Die Erziehung des Kangal muss äußerst konsequent sein. Viel Geduld und viel Einfühlungsvermögen sind von Nöten. Ein Rüde kann durchaus in den ersten drei Jahren die Rangordnungsfrage mit Nachdruck stellen. Dies verlangt die täglichen ("leisen") Signale, dass der Halter / die Halterin hier der Rudelführer sind.

Grundsätzlich ist der Kangal allem Fremden gegenüber skeptisch und misstrauisch und so schlagen zumeist alle Versuche fehl, diese Hirtenhunde mit unbekannten (fremden) Hunden "umgänglicher" zu machen.

Da der Kangal sein "Rudel" über alles liebt, braucht auch er unsere "Liebe". Der Kangal verträgt es nicht, wenn er wie ein Soldat kommandiert wird.  Man könnte Glauben sein Stolz und seine hohe soziale Intelligenz verbietet es ihm. Der Grund für dieses Verhalten liegt aber eher in seiner hohen Eigenständigkeit.

Es ist schon eine Herausforderung einen solchen Herdenschutzhund zu halten, aber wenn man den "Eigensinn" mag, dann mag man auch den "Kangal"  mit seinem "eigenem Sinn".

Er ist kein "Soldat",  er ist ein Freund der seinen eigenen Weg geht und dabei niemals seine Freundschaft zu seiner Familie vergisst.

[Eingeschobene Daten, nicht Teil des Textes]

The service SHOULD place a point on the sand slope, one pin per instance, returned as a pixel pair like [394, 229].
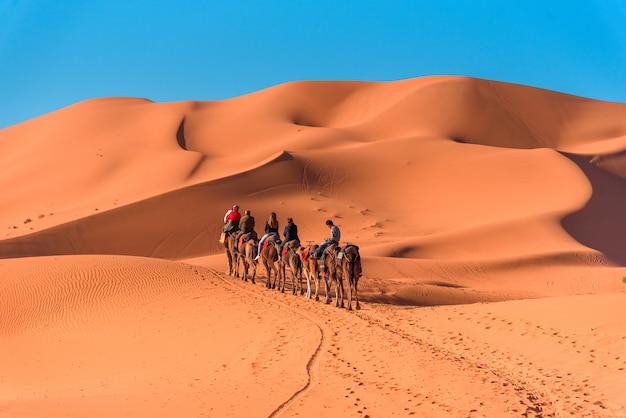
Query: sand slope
[457, 191]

Natürlich können diese Zeilen nur ein kleiner Ausschnitt aus der Freundschaft mit einem Kangal sein, aber sie verdeutlichen doch, dass diese Hirtenhunde nur in verantwortliche Hände gehören. Zu Menschen die den besonderen Ansprüchen des Kangal gerecht werden und bereit sind neue Wege in der Hundeerziehung zu gehen. In der Haltung muss der Kangal das Gefühl von Freiheit und Verantwortung haben. Er muss seiner Arbeit als Schutzhund nachgehen dürfen und in einer festen sozialen Struktur (als rangniedrigster) eingebunden sein. (Dafür braucht er aber nicht unbedingt Schafe.)

All diese, etwas anspruchsvollen Seiten des Kangal werden durch seine beeindruckende Ehrlichkeit, seine Bereitschaft sich in eine klar strukturierte, soziale Rangordnung einzugliedern, seiner Eleganz, seiner majestätische Erscheinung, seiner graziösen Bewegungen, seiner, von ihm ausgehende Ruhe, seiner reinen "Seele", der absoluten Treue zu seiner "Familie" und der Klarheit seiner Augen, aus denen man alles lesen kann, aufgehoben.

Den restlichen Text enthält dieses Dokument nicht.